Spielberichte

Gerald Schnait (Trainer SV Lichtenau): 'Gutenbrunn war den Tick stärker'

SV Lichtenau
ASV Gutenbrunn

In der 2. Klasse Waldviertel Süd/Yspertal musste der SV Lichtenau am Freitagabend eine 0:2-Heimniederlage gegen den ASV Gutenbrunn hinnehmen. Nach einer torlosen ersten Hälfte entschieden zwei Treffer nach der Pause die Partie. Lichtenau-Coach Gerald Schnait sprach von einem disziplinierten Gegner, eigenen Ausfällen und einem unglücklichen 0:1: „Gutenbrunn war den Tick stärker und hat seine Chancen genutzt.“ Die Hausherren haderten mit vergebenen Möglichkeiten und Aluminium, mussten am Ende aber anerkennen: Die Punkte gingen verdient an die Gäste.

Fußball in Weiß-Rot auf Rasen

Foto von Torsten Dettlaff auf Pexels

Zäher Beginn, Lichtenau fängt sich – zur Pause steht es 0:0

Die ersten Minuten gehörten den Gästen. „Gutenbrunn war gut aufgestellt, hat kompakt verteidigt und in den ersten zehn, fünfzehn Minuten stark gepresst“, schilderte Gerald Schnait den Start.
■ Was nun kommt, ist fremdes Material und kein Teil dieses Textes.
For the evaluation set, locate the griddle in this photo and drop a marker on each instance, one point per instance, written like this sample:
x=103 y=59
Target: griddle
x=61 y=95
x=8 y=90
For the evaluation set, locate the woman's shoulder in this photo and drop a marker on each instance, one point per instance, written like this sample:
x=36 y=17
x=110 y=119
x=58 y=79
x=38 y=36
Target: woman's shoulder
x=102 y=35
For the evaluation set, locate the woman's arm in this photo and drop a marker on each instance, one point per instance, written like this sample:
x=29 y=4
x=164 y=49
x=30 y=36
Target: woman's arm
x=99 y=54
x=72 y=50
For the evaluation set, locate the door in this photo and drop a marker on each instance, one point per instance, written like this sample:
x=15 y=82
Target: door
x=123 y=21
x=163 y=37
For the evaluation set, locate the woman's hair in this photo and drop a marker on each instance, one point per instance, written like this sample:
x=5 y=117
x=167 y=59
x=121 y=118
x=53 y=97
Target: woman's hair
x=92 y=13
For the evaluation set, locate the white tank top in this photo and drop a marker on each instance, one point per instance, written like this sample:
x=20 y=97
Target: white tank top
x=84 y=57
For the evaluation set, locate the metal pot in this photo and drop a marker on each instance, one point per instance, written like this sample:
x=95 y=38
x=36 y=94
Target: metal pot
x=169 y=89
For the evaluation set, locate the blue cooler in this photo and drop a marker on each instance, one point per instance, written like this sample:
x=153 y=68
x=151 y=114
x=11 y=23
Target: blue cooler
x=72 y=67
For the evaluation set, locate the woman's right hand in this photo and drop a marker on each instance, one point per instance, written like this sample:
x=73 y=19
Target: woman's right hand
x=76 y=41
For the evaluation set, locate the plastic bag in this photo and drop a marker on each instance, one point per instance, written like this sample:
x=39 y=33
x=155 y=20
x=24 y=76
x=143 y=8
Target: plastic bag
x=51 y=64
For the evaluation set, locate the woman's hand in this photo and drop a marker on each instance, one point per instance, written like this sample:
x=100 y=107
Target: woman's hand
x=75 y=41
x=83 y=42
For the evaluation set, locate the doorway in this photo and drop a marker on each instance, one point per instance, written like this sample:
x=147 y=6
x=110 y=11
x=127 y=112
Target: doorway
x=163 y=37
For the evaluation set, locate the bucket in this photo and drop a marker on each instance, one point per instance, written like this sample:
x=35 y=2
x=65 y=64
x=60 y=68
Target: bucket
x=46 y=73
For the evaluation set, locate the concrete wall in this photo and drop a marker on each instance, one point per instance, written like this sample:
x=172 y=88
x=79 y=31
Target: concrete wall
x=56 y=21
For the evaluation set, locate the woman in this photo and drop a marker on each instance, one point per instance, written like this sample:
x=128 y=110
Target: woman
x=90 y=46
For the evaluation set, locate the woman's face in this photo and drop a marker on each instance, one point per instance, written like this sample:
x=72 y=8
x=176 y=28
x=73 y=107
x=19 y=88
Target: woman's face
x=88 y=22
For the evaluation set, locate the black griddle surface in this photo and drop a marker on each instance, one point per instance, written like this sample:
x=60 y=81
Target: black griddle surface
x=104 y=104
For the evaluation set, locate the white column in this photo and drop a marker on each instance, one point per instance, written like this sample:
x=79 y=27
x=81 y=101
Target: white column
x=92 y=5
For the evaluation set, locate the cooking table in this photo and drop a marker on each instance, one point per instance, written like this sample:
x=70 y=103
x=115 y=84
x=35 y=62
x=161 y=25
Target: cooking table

Lichtenau ging personell angeschlagen in die Partie, der gesperrte Kapitän fehlte, dazu kamen Verletzungen. „Wir waren ein bisschen dezimiert“, so Schnait, „haben aber gut dagegengehalten.“ Mit zunehmender Dauer befreiten sich die Hausherren und kamen zu ihren Möglichkeiten. „Wir haben dann immer besser ins Spiel gefunden, auch ein paar Chancen vorgefunden – aber nicht gemacht“, ärgerte sich der Trainer. Gutenbrunn blieb hinten stabil, Lichtenau biss sich fest, doch der letzte Pass und die Effizienz fehlten. Folgerichtig ging es mit 0:0 in die Kabinen, ein Pausenstand, der das Kräfteverhältnis nach 45 Minuten gut widerspiegelte.

Gundacker bricht den Bann, Ehn setzt den Deckel drauf

Nach dem Seitenwechsel entwickelte sich das von Schnait beschriebene „Mittelfeldgeplänkel“. Beide Teams lauerten auf den einen Moment – und der kippte in Minute 68 zur Gutenbrunner Seite. Marcel Gundacker traf zum 0:1. Aus Sicht des Lichtenau-Trainers war dem Tor ein strittiger Pfiff vorausgegangen und der Abschluss eher als Flanke gedacht: „Das war, glaube ich, eine abgerissene Flanke, die ins lange Eck gefallen ist – eher glücklich.“ Fakt ist: Das 0:1 stand, und es passte zum Gefühl auf dem Platz. „Es lag in der Luft: Wer das erste Tor schießt, gewinnt“, meinte Schnait. Lichtenau öffnete nun, suchte den Ausgleich, nahm mehr Risiko – und lief in der 84. Minute in den entscheidenden Konter. Nach einem missglückten eigenen Einwurf landete der Ball bei den Gästen, Jakob Ehn blieb cool und stellte auf 0:2. „Da war ein Abspielfehler dabei, vielleicht auch ein Foul vorher – aber es wurde nicht gepfiffen“, so Schnait. Der späte Treffer bedeutete die Entscheidung.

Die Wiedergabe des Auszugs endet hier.